Wolf dPrix

Wolf dPrix est cofondateur et directeur de la conception de Coop Himmelb(l)au, studio fondé en 1968 comme alternative à la pensée architecturale linéaire de l’époque. Il est aujourd’hui mondialement reconnu pour son approche innovante de la conception, à l’intersection de l’architecture, de l’art et de la technologie. Wolf dPrix est considéré comme l’un des initiateurs du mouvement de l’architecture déconstructiviste. Il a notamment enseigné à l’Université des arts appliqués de Vienne, à l’Architectural Association (AA) de Londres, au MIT, à Harvard, à Columbia, à UCLA, Yale et SCI-Arc.

En 2000, le comité d’organisation des Jeux olympiques d’Athènes (2004) lance un concours international d’idées pour le développement du village olympique. Le site doit loger 17 000 athlètes et accompagnants, et accueillir bureaux, cliniques sportives et lieux de socialisation. Il devra par la suite être transformé en quartier mixte.

Sous la direction de Wolf dPrix, le studio Coop Himmelb(l)au, connu pour être l’un des initiateurs du mouvement déconstructiviste en architecture, participe au concours. De ce projet, il ne reste qu’une dizaine d’esquisses réalisées par l’architecte : une langue à déchiffrer, qui parle volumes, composition, mouvement, équilibre et tension, espaces. On y sent les intonations, les respirations, les hésitations, les allers-retours de la pensée, là où elle insiste, là où elle se perd. Difficile de savoir si cette langue se lit de gauche à droite, de droite à gauche, de haut en bas ou de bas en haut.

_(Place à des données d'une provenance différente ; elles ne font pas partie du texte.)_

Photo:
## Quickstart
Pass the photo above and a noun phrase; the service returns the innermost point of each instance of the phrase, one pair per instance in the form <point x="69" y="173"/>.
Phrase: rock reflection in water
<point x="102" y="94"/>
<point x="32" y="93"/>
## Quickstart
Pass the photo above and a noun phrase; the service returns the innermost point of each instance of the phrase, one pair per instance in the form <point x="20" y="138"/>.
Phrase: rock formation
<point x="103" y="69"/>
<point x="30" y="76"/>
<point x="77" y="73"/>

Il semble qu’il y ait un centre de gravité.

On entend presque l’architecte parler pendant qu’il dessine, se reprendre, expliquer. C’est une pensée dessinée, une pensée en mouvement. “Le croquis est pour moi le point de départ du processus créatif, une première idée vague qui n’a pas encore été formulée. Je le vois comme un psychogramme : quand je dessine, une image se crée dans ma tête, dans mon subconscient, un sentiment de l’espace en question, et avec ma main, je transpose ce sentiment sur la feuille. À ce moment, ma main agit comme un seismographe.”

Le Plaisir d’architecture, l’animation qui accompagne ce croquis, semble être une métaphore du processus créatif de Wolf dPrix. En prenant Le Jardin des délices de Jérôme Bosch comme point de départ, il fait référence à l’importance que tient l’art dans sa vie personnelle et dans sa pratique architecturale, nécessité selon lui pour qui voudrait aller au-delà du cadre strict de sa discipline. Un principe tellement fort qu’il aime à l’illustrer par le saut de la baleine qui, passant du médium eau au médium air, projetant ses milliers de kilos dans l’air, se dépasse de façon spectaculaire.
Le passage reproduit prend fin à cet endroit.